Seçimlerde son haftaya girildi. Yani bir bakıma finalin son etabındayız. Bütün Kürt illerinde kutlanan Newroz, adeta 29 Mart seçimlerinin güzel bir habercisi niteliğinde geçti. Devlet bütün gücüyle, her olanağını kullanarak seçimlere yönelmiş durumda. Seçim sonuçlarının Kürtler bakımından ciddi siyasal sonuçlar doğuracağı kesin. Türkiye’de politik iktidar gücünü elinde tutan MGK’nın, seçimlerde belirlediği politikanın merkezinde Amed ve […]

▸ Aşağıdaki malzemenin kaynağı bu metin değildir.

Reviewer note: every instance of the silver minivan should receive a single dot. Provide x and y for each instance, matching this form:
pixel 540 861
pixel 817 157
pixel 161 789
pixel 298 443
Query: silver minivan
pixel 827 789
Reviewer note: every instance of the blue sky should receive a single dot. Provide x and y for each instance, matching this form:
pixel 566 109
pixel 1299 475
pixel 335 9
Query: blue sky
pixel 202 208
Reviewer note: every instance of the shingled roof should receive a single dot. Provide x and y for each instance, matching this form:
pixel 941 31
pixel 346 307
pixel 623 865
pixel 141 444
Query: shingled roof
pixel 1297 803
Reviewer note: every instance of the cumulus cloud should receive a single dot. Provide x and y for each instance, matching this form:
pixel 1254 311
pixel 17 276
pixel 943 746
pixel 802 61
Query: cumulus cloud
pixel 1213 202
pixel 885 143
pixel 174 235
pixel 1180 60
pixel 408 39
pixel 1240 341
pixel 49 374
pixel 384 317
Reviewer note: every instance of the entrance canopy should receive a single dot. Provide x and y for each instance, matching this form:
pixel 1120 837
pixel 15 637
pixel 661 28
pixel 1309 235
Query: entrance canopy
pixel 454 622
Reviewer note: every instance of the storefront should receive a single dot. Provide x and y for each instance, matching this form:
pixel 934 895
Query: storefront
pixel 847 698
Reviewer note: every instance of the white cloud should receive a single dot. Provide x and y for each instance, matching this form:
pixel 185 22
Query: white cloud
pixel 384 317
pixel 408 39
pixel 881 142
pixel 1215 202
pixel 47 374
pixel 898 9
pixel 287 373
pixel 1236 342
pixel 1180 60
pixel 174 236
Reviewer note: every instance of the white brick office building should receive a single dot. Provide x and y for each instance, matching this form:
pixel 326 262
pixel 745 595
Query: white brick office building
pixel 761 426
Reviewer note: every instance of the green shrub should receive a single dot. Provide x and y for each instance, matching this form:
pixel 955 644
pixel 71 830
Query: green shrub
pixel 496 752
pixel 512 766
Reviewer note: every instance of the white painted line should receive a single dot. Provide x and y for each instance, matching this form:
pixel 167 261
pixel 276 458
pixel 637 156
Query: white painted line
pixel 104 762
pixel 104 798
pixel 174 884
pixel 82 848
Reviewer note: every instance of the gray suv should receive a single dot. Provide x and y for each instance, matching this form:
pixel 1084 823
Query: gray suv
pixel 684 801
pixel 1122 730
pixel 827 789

Seçimlerde son haftaya girildi. Yani bir bakıma finalin son etabındayız. Bütün Kürt illerinde kutlanan Newroz, adeta 29 Mart seçimlerinin güzel bir habercisi niteliğinde geçti. Devlet bütün gücüyle, her olanağını kullanarak seçimlere yönelmiş durumda. Seçim sonuçlarının Kürtler bakımından ciddi siyasal sonuçlar doğuracağı kesin.
Türkiye’de politik iktidar gücünü elinde tutan MGK’nın, seçimlerde belirlediği politikanın merkezinde Amed ve Dersim bulunuyor. Başbakan Erdoğan, bu politik yönelimlerini çok açık olarak ifade etti. Dikkatini bu iki il üzerinde yoğunlaştırmaya başladı. Çünkü bu iki ilin sömürgeci rejim bakımından bir önemi var. Amed, Kürtlerin kalesi olarak görülüyor. Kalenin ele geçirilmesi, toplumsal hareketin kalbine bir hançer saplanması anlamına geliyor. Bunun için de ille de kale diyorlar. Ancak kalenin ele geçirilmesinin hemen hemen imkânsız olduğunu da gördüler.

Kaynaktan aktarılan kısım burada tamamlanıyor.